SharePoint Disaster Recovery vs. Active Passive Farms
Just a quick clarification on terminology & methodologies for SharePoint “disaster recovery” (DR).
In case you didn’t know already, multiple SharePoint farms can be run sharing the same content data, which is very handy if you need near 100% uptime for your SharePoint sites & apps. If for any reason your primary farm dies, you have another farm waiting for you. This post isn’t new in ideas; this is mainly just a quick note on terminology & why there are these differences really, as there is still some confusion.
This trick is achieved by sharing certain databases between two farms, with said databases being in read/write on the “primary” side. All the users are on the whichever farm has read/write access to the databases with the other side(s) receiving any data changes & running in read-only mode.
If for any reason we need to switch farms, we put the read-only DBs in read/write mode and send everyone to the other farm.
SharePoint fully supports having service-application & content-databases in read-only mode and can switch between the two modes without any intervention.
A Quick History – Secondary Farm for DR Only
Back in the day, before SQL Server databases could be kept in sync with either mirroring or log-shipping. At least in the case of SharePoint DR with log-shipping at least (which was the most common DR method), the problem was that switching-over the read/write SQL instances was a “one-hit” use. That’s to say you could easily switch from primary SQL instance to the secondary instance (in the event of the need arising), but going back again took a lot more work.
In the event of a failure on farm 1, we’d go from this:
…to this…
The only problem is that the switch back for SQL can take a while to get online & ready to failover again.
Anyway, because of this “one-way” failover nature, the secondary farm was strictly used for emergencies only, hence the concept of the farm being “only for disasters” and therefore the name “disaster recovery farm”.
Normally this was fine because it’s rare for multiple critical, farm-wide problems to happen on both sides. Not impossible, but rare, so this was still a good option to have available even if it was just for critical failures on the primary farm only.
Enter: Quick-Switching Failovers with AlwaysOn
These days with SQL Server AlwaysOn, SQL instances switching is very much easier than before. For one thing, when we switch primary SQL instances, switching back doesn’t require any extra work.
What does that mean? Well it means now we can switch between the two SQL instances much quicker than before.
What does that mean? Simple really; enter the concept of “active/passive” farms rather than the more dramatic “disaster recovery” farm model. With active/passive farms switching is much quicker; just a simple SQL failover + users redirect each time.
Now we can go from this:
…to this…
…and back again. And back again; no restores or DB tricks needed except a failover.

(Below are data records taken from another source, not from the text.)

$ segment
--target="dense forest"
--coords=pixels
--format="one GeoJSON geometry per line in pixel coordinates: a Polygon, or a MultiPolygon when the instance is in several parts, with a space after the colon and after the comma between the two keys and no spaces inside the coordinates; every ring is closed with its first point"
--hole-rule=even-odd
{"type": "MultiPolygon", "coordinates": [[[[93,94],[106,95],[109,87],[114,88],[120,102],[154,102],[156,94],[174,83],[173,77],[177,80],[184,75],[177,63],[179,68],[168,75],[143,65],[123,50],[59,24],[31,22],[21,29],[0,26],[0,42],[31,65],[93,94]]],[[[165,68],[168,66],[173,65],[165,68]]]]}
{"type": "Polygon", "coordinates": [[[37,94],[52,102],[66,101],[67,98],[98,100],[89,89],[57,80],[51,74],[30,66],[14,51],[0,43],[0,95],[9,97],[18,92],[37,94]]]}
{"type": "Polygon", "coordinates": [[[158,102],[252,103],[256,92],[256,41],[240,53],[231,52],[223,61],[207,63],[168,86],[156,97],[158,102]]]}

What’s the Correct Name & DR Model Then?
Good question; a lot depends on your original plans for the 2nd farm. In general, the old-style “only in disasters” model is a bit rubbish as it relies on having a disaster to know whether everything will even work, as it is the “nuclear option” for disasters. I’ve seen cases where everything “worked” on the DR site but when push-came-to-shove, the hardware just wasn’t ready for the same load; and of course, this only became apparent when the primary went nuclear so everyone was moved over to the DR site.
Partly to avoid unpleasant surprises, my recommendation is we forget about “nuclear option DR farms” and just get used to having two equally active SharePoint farms (as in both switching between active/passive). Now we have an easy way of failing over there doesn’t seem like much reason not to, and it guarantees that both could work in the event of an emergency.
Remind me Again – What Could Force a Failover?
Patching & updates mainly; it’s a necessary but risky business, on any platform.
Patching Windows, SQL Server(s), SharePoint installations; all of these have risks in that there’s always a chance whatever update will break services. From Windows platform to .net to SharePoint; despite our best efforts, servers are complicated beasts so very occasionally something may slip through the cracks.
This isn’t something specifically tied to Microsoft patches either; I challenge someone to find a vendor that doesn’t have occasional patching fracases. Hint: there aren’t any.
The solution to this is simple: test patches first, and have another production system on stand-by in case something critical dies.
Have no single points of failure in other words, and active/passive farms are the ultimate high-availability SharePoint solution because they’re the only architectures that achieve this.
Patching isn’t the only reason; your own code may cause issues, and it’s nice to have quick failback options. I can think of more than more big SharePoint customer that’s benefited greatly by having this capability for handling bad code rollouts.
There’s all sorts of reasons why it’s worth doubling-up on farms, but mostly it’s for the reasons you can’t think of you’ll need it the most ;)
Cheers,
Sam Betts